I recoiled, when had I last seen another human? “The gods can forgive.” I said to him, just as I did to myself a thousand times every day.
“Which gods? I have seen many. As have you. You were not the only one to escape the burning gate.” My stomach twisted, I stamped out the spark of recognition before it flared. Impossible. Few made it out and still less survived the next week. He must have seen something in my reaction for he continued his voice rising to a screech, “You know what I speak of, yet you understand so little. You saw the great towers and spires. The wells of hot blood, the molten rock and the fires and smoke and brimstone.”
He stopped, and gasped. When he spoke again he was calmer. “They took me. Took me inside the tower. The tower…” he broke of into a fit of shivering.
I felt the same cold creep over me. I think I had known the truth since he entered, maybe even before that. Still I did not want to believe it. I knew him. I abandoned him. “I have been in that tower,” I said, the words came almost unbidden, “I met someone there.” I knew I should be relieved that he lived but I felt terror and abhorrence.
“Yes, you did. A man possessed by fear and loyalty.” He let the memory hang.
I could not apologise, I had done the right thing and no apology could redeem my sin.
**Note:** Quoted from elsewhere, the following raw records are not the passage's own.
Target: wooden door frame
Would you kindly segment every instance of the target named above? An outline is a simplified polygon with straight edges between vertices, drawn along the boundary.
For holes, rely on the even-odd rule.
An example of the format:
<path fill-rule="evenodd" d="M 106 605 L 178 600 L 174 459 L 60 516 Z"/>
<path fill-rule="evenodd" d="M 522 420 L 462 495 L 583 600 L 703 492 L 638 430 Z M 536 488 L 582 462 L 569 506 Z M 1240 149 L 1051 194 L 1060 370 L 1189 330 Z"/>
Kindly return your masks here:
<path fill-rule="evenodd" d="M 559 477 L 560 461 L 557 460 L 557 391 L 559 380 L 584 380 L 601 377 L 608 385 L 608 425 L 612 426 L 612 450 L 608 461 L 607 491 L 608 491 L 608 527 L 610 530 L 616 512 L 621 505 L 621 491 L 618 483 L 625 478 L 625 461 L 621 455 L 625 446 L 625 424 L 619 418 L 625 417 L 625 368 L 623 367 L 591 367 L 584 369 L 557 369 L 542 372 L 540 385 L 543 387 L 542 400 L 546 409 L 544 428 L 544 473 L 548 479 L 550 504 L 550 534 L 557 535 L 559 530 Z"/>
I felt no sorrow. Rather I wanted to smash his face in. He was responsible for the nightmares, the despised part of my mind which whispered day and night. Traitor. I left him to torture and death. And he made me do it. Realisation dawned slowly: the man I had abandoned had destroyed me, and I hated him.
“You told me to leave you.” I said it as an accusation.
“The gate needed closing.” A challenge. For a while we just stared, the storm outside the only sound, “He let me go.”
“Why,” the word escaped before I could stop it.
“He knew it would hurt me more, rather than a clean end with death I am consumed by my own hatred. Little remains of the man you left in that cell. But as I hunted you I came to realise what he had done.”
I held the next question silent.
He answered it anyway, “Tell me, when did you last pray?”
“I pray every day. What else did you leave me?”
“Liar. I do not believe you can pray any more than I can, it killed most of the survivors did it not?”
It was true. For all the hours I bowed my head I knew my desperate pleas went unheard, when I could even make them. I met his eyes and saw triumph there.
“You see?” I looked at him and he frowned, “Or maybe you don’t. I saw and understood. He took us and each destroyed the other. You pray to the wrong gods.”
I hated him, and now I understood. Freed from the fetters of guilt I allowed my hatred to burn in its divine glory. I embraced it. Circumstance had forced me into abandoning a friend. The prince of destruction had planned my ruin. Forced me into a deed I could never forgive, and so neither could my gods. He had claimed me.
As a broad smile brakes on my mouth I see Menian leer back, “So you see dear Ilend? You can’t tell heaven from hell.”
He is already raising his fists as I welcome a new master and launch myself at his throat, finally free.
All that is needed for evil to triumph, is that good men stand idle.